The one singer Roger Waters never wanted to see perform again: “Too upsetting”
Roger Waters didn’t set out to be one of the greatest songwriters of all time.
Pink Floyd was destined to be the kind of psychedelic band that took rock and roll to new heights whenever they played, but when Syd Barrett found himself out of step with the rest of the band, Waters didn’t really have a choice over what his destiny was anymore. If the band was going to stay together, he was going to need to become a new songwriter, and that meant learning every lesson that his heroes had to teach whenever he played.
But when looking at Waters’s influences, he wasn’t going to go down the same roads that Barrett did. There was no point in trying to be a lesser version of the crazy diamond that kicked everything off, and a lot of his best moments came from him wanting to dig a little bit deeper into his own psyche. His favourite artists, like John Lennon and Neil Young, were being open and honest in their songs, so Waters figured that a song like ‘Echoes’ was his answer to those kinds of writers.
That said, a lot of what Waters talked about did end up becoming a bit too much for the rest of the band. He may have been the one thinking up all of their lavish concepts every single time they made a record, but I imagine that no musician really likes being told exactly how someone’s song should go and not being allowed to spread out whenever they play any of them on the record.
So while Waters was practically begging to go solo by the time he made The Wall, he felt that he needed something more than just a tour of him playing his tunes. The spectacle is what Pink Floyd was all about, and when he finally had the resources to make something gargantuan, he wanted to bring songs from records like Amused to Death to the people in the way that he always intended it.
But that’s not how everyone sees rock and roll. For many, the biggest draw of any songwriter is seeing them change over time, and while Waters has definitely had a few lulls in his vocals over the years, that’s nothing compared to what Bob Dylan has done. He switched up his voice on almost every single record, and while that was interesting for the time, Waters felt that he had no time for the folk-rock icon if he was going to croak his way through some of his older classics whenever he played live.

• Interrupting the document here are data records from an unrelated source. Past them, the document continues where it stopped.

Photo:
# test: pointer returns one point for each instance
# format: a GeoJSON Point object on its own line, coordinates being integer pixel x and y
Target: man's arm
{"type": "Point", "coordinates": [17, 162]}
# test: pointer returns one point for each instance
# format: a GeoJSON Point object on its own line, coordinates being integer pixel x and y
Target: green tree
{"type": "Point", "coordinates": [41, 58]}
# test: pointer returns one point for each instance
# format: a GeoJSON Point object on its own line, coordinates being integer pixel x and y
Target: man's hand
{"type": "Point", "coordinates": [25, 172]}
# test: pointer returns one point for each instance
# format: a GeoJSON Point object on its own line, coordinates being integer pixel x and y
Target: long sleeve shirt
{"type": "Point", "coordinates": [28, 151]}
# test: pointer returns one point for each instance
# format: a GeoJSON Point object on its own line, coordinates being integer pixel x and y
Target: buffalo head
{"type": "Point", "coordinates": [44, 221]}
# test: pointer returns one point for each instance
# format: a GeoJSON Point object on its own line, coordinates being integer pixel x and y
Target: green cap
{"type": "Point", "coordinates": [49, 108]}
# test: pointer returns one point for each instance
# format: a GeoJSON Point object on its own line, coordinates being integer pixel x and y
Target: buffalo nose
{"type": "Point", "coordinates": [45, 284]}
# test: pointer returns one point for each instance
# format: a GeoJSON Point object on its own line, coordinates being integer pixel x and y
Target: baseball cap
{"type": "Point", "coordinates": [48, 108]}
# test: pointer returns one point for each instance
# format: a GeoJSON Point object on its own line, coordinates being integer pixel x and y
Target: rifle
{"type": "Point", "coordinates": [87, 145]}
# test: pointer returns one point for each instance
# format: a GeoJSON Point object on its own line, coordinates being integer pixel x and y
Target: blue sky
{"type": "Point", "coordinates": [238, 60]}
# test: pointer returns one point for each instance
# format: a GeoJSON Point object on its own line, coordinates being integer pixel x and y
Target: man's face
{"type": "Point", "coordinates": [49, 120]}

For Waters, he still wanted to do those songs justice, and he figured that Dylan spending his time singing ‘Desolation Row’ with a new arrangement didn’t serve that well, saying, “I would always start from the record and only make changes if there was a good reason. That’s why I don’t see Bob Dylan anymore, because I don’t like sitting there trying to work out what fucking song he is playing.”
Adding, “After you’re listening for about five minutes, you go – my god it’s ‘Blowin’ in the Wind’. I love the recordings so much, I find it too upsetting. If I’m doing some of these old songs, I like them to be very recognisable.”
At the same time, are we sure that Waters hasn’t done the exact thing he rallied against when making his own version of Dark Side of the Moon? His wild experiment was always meant to be an update of what he and the band had created back in the day, but there’s no way that anyone would have been able to listen to his version of ‘Money’ or ‘Brain Damage’ and claim that it was just as good as what he had done in 1973.
Updating one’s discography is something that only a select few people can do successfully, and while Dylan never claimed to be someone who played the hits, Waters did at least have a higher standard for when he got up onstage. He wanted to give the audience a show that they could remember, and Dylan strumming away and talking his way through his earlier hits wasn’t his idea of a good time.